Unnamed: 0,1,2,3,4,5,6
1,1.0,-1.0,1.0,-1,1,-1.0
2,1.0,1.0,,-1,-1,-1.0
3,,1.0,1.0,-1,-1,
4,-1.0,-1.0,-1.0,1,1,1.0
5,-1.0,,-1.0,1,1,1.0


In [17]:
def get_probability_of_rating_for_given_movie(j, v):
    '''
    Returns probability of movie J being rated with specified rating V
    
    According to book, P(r_uj = v) is called prior probability and is
    is estimated to the fraction of the users that have specified the 
    rating v for the jth item (page 82 in the book).
    '''

    return len(df[df[j] == v]) / len(df[j].dropna())

def get_probability_of_movie_rating_considering_others(j, j_val, k, k_val):
    # Users to consider is list of users who rated movie J with J_val
    # and who have also rated movie K
    users_to_consider = (df[j] == j_val) & (pd.notna(df[k]))
    
    # Users to consider is fraction of above calculated number of users
    # who have ALSO rated the given movie with specified value
    users_who_rated_the_same = df.loc[users_to_consider][k] == k_val
    
    # This is the final calculation
    return len(users_who_rated_the_same[users_who_rated_the_same]) / len(users_to_consider[users_to_consider])

def predict_probability_of_rating(u, j, v):
    '''Predict probability of user "u" rating movie "j" with rating "v" '''
    
    # First we need list of all movies rated by this user I_u
    I_u = df.loc[u].dropna().index.values # Array of movie indexes rated by user "u"
    
    # s are the allowed values that rating can take; in our case - that is either 1 or -1
    s = [1, -1]
    
    probabilities = []
    
    # Get probability that this movie is rated with rating "v" at all
        
    print("Predicting probability of user {} rating movie {} with {} ...".format(u, j, v))

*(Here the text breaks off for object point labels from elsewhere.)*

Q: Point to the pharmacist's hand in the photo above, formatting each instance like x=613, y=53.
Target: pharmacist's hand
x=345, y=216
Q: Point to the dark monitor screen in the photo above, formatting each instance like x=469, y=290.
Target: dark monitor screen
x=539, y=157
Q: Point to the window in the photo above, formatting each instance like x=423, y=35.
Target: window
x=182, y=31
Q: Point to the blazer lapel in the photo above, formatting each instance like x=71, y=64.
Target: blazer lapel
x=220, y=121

    p_j_v = get_probability_of_rating_for_given_movie(j, v)

    print("\tGeneral probability of movie {} being rated with {} is {}".format(j, v, p_j_v))

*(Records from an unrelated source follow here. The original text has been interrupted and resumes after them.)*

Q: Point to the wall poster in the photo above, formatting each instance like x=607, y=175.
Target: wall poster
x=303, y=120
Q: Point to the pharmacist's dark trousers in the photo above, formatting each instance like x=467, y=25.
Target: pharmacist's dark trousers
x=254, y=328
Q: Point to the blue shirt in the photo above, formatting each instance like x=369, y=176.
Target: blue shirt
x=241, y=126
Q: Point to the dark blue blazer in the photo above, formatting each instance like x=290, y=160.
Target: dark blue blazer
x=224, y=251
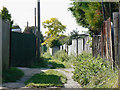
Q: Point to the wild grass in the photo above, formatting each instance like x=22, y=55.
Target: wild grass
x=11, y=75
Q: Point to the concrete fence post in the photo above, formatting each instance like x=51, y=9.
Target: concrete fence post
x=115, y=22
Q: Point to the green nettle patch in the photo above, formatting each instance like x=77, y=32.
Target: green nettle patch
x=11, y=75
x=92, y=72
x=47, y=79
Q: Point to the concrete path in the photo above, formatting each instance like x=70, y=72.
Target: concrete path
x=28, y=72
x=70, y=82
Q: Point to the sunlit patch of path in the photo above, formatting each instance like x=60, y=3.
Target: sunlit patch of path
x=29, y=72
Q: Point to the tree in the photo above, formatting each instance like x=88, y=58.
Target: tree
x=31, y=29
x=54, y=26
x=16, y=27
x=90, y=14
x=6, y=16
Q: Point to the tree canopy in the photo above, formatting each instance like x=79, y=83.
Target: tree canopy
x=16, y=27
x=6, y=16
x=54, y=26
x=90, y=14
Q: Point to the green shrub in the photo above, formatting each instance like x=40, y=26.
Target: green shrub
x=86, y=67
x=11, y=75
x=47, y=79
x=61, y=56
x=54, y=42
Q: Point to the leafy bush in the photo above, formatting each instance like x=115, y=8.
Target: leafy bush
x=61, y=56
x=54, y=42
x=11, y=75
x=86, y=67
x=47, y=79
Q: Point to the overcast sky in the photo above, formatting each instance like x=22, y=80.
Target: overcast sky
x=23, y=11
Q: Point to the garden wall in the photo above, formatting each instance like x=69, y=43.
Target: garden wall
x=23, y=49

    # Calculate conditional probabilities now (i.e. ratings for all movies that user has rated
    # taking into account the rating "v")

    total_probability = 1

    for movie_idx in I_u:
        users_rating = df.loc[u][movie_idx]

        conditional_proba = get_probability_of_movie_rating_considering_others(j, v, movie_idx, users_rating)

        print("\tConditional probability P(r{}{} = {}|r{}{} = {}) = {}".format(u, movie_idx, users_rating, u,j, v, conditional_proba))

        total_probability = total_probability * conditional_proba


    r_u_j = p_j_v * total_probability
    print("Probability of user {} rating movie {} with {} is {}".format(u, j, v, r_u_j))


    return r_u_j

    # Now we need probability of movie J being rated with rating V
    #p_u_jr = get_proba_of_movie_rating(j, v)
    
def predict_probability(u, j):
    '''Predicts the user "u" rating of movie "j"'''
    
    possible_ratings = [-1, 1]
    
    probabilities = []
    
    for v in possible_ratings:
        probabilities.append(predict_probability_of_rating(u, j, v))
        
    # Return the rating with highest likelihood
    return probabilities.index(max(probabilities))

In [21]:
print("User 3 is most likely to rate movie 1 with {}".format(predict_probability(3, 1)))

Predicting probability of user 3 rating movie 1 with -1 ...
	General probability of movie 1 being rated with -1 is 0.5
	Conditional probability P(r32 = 1.0|r31 = -1) = 0.0
	Conditional probability P(r33 = 1.0|r31 = -1) = 0.0
	Conditional probability P(r34 = -1.0|r31 = -1) = 0.0
	Conditional probability P(r35 = -1.0|r31 = -1) = 0.0
Probability of user 3 rating movie 1 with -1 is 0.0
Predicting probability of user 3 rating movie 1 with 1 ...
	General probability of movie 1 being rated with 1 is 0.5
	Conditional probability P(r32 = 1.0|r31 = 1) = 0.5
	Conditional probability P(r33 = 1.0|r31 = 1) = 1.0
	Conditional probability P(r34 = -1.0|r31 = 1) = 1.0
	Conditional probability P(r35 = -1.0|r31 = 1) = 0.5
Probability of user 3 rating movie 1 with 1 is 0.125
User 3 is most likely to rate movie 1 with 1